Cuitláhuac contracted smallpox, a disease that arrived with the Europeans that decimated the Mexican population and armies, and died on December 3, or at the end of November according to other sources.
From character to dark to leader to vindicate
In today’s Mexico, institutions such as the Mayor’s Office of Iztapalapa are trying to make this rebellious indigenous person finally reach the role that, in his opinion, corresponds to him in the story of the Mexican past.
It will not be an easy task.
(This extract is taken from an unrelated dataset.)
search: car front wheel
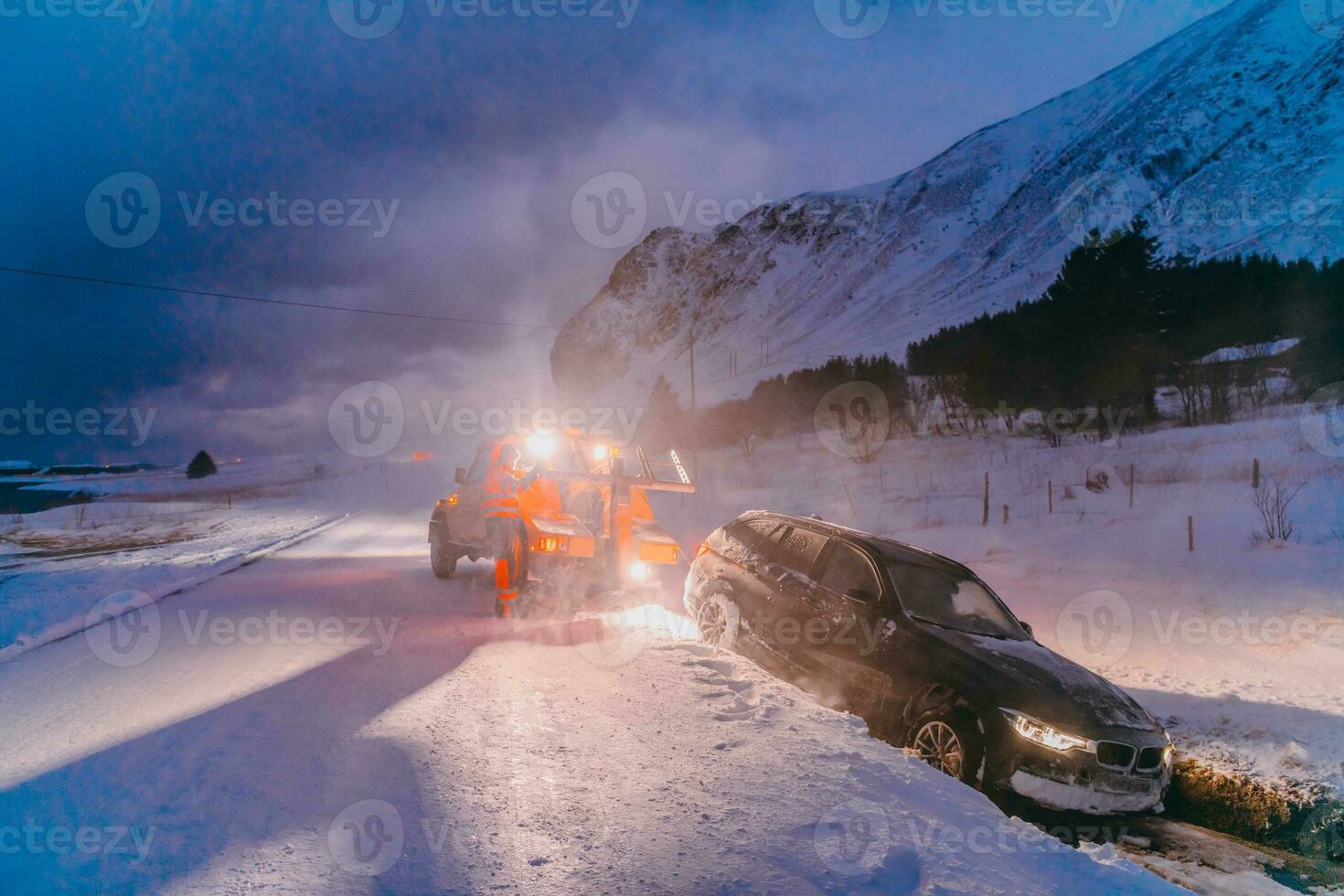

Cuitláhuac’s footprint in history has been affected by the scant information that there is about him in the sources.
Image source, Public domain.
There is hardly any information about Cuitláhuac, represented in this image of the “Codices Matritenses”.
Few contemporary texts speak of him and they are the work of the same Spaniards he fought, such as Bernal Díaz del Castillo, who mentions him in his “True History of the Conquest of New Spain”, or Cortés himself, who He quotes it in the famous “Letters of relationship”.
For Beatriz Ramírez, chronicler responsible for the Iztapalapa Historical Archive, “writers since the 16th century, especially the most Spanishized ones, preferred to talk about the characters who supported the Spanish Army rather than about someone who inflicted a defeat on them.”
Image source, Getty Images
Some communities have continued to remember the memory of Cuitláhuac year after year.
But the researcher recalls that among various indigenous peoples her memory has been honored with floral offerings and other rites that have survived to this day, and she vindicates the Mexica warrior “as an example of the defense of the land from which an example can be taken.”
Johansson emphasizes that “the Spanish texts describe an intelligent and courageous man.”
“Long before his brother Moctezuma, he knew how to see the threat posed by the invaders to an entire culture and a way of life, and that is why he wanted to wage war on them from the beginning.”
That was surely one of the reasons that prompted him to send embassies to other indigenous peoples proposing a confederation against the Spanish, in an attempt in which Johansson appreciates the “first national project of indigenous peoples.”
Why did that attempt fail?
Johansson responds: “The Mexica had been terrible when it came to subduing the other peoples of pre-Hispanic Mexico.”